I bet you're glad to finally get it on the road after 18 months of work!


----------



## Whitewheels (Nov 12, 2003)

ANDY H said:


> trimmed in Alcantara!


I was just about to quess that it was flocked(don´t know if it´s called that in english?) because all of the detailing,glad I did´nt  



[email protected] said:


> Thats one of the nicest R32's I've seen, I hope I can get mine up to that sort of standard one day


I agree. It´s my new "benchmark" :thumbsup:


----------



## Luckham (Nov 10, 2005)

That is one awesome BNR32 you've got there mate - Respect 

It must have cost you a bloody fortune to get it to that level of spec :smokin:


----------



## Flint (Mar 31, 2006)

Simply stunning....
One of the very best looking R32's I've seen in a looong time:bowdown1:


----------



## ANDY H (Mar 17, 2005)

cheers for all the kind coments!
im well pleased with the results and im pleased you all approve


----------



## Dohc (Nov 29, 2005)

where did you get the gauge cluster?


----------



## Smokey 1 (Nov 1, 2005)

Great looking car Andy, you might need to update the spec list :bowdown1: 
Look forward to lining up against you on the start grid.

Smokey :smokin:


----------



## plkettle (Feb 2, 2004)

looking ACE mate,

where did you get the dash done and how much was it ?? 

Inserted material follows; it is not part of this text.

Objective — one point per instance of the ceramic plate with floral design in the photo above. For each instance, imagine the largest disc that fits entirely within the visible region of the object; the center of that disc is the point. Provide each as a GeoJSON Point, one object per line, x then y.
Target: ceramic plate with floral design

looks mint recovered - much more modern look inside and i like it a LOT


----------



## banzai g (Jan 5, 2007)

Stunning mate !!! 

One of the nicest built r32's ive seen !!!! :bowdown1: 

Class detail !


----------



## redsunracing (Oct 28, 2007)

Wow,Wow,Wow!!!!!!!! Nice Man!!!!!


----------



## Lono9885 (Apr 11, 2005)

Awesome Awesome Awesome Loved your car since I saw it at bromley mate, such a well tuned and designed example. This is what I aspire to ! Gonna have to shoot over your way after work one evening when you've got it at work with you to see it in the flesh again and possibly get taken for a spin ?


----------



## brett21 (Apr 20, 2005)

*The NUTS!*

Best looking grey R32 i have seen, & mine is grey!!! :bawling:


----------



## Pez301 (May 29, 2007)

very nice r32, can we see more picture of the interior, this alcantra look fantastic


----------



## Rain (Apr 8, 2006)

well done man, you read my mind with that interior!


----------



## Dohc (Nov 29, 2005)

I did take some pics and videos of Andy´s GTR at TOTB last year...
This is one of my favorite GTR´s


----------



## ANDY H (Mar 17, 2005)

ill get some more up dated pics and specs soon!!


----------



## kennyc (Aug 25, 2005)

Stunning car! more pics please


----------



## ANDY H (Mar 17, 2005)

don't go digging this thread up!:bawling: it makes me start thinking!


----------



## kennyc (Aug 25, 2005)

Have you sold her Andy?


----------



## ANDY H (Mar 17, 2005)

no due to other projects which need funding! im braking her!:bawling:


----------



## kennyc (Aug 25, 2005)

No way! One of my favourite 32's  

Did you not try and sell the car complete?


----------



## ANDY H (Mar 17, 2005)

with over £55000 in it ! i dont think ill get that much back!
shes worth more in bits! 
a real shame.


----------



## banzai g (Jan 5, 2007)

Sorry to hear your breaking it mate !!!!! Awesome 32 , unreal spec.


----------



## ANDY H (Mar 17, 2005)

catch tank pics are on page 1 and 3


----------



## JDMist3hfastar (Feb 23, 2007)

Damn thats a good looking vehicle. Those brakes look insane.


----------



## G.A.T FEAST (Jul 15, 2005)

Long time coming on this one. Car looks "suberashi" Andy!


----------



## Luke Emmott (Jan 20, 2002)

*32*

Is it for sale???

Regards

Luke


----------



## G40tee (Feb 25, 2008)

isnt he breaking it?


----------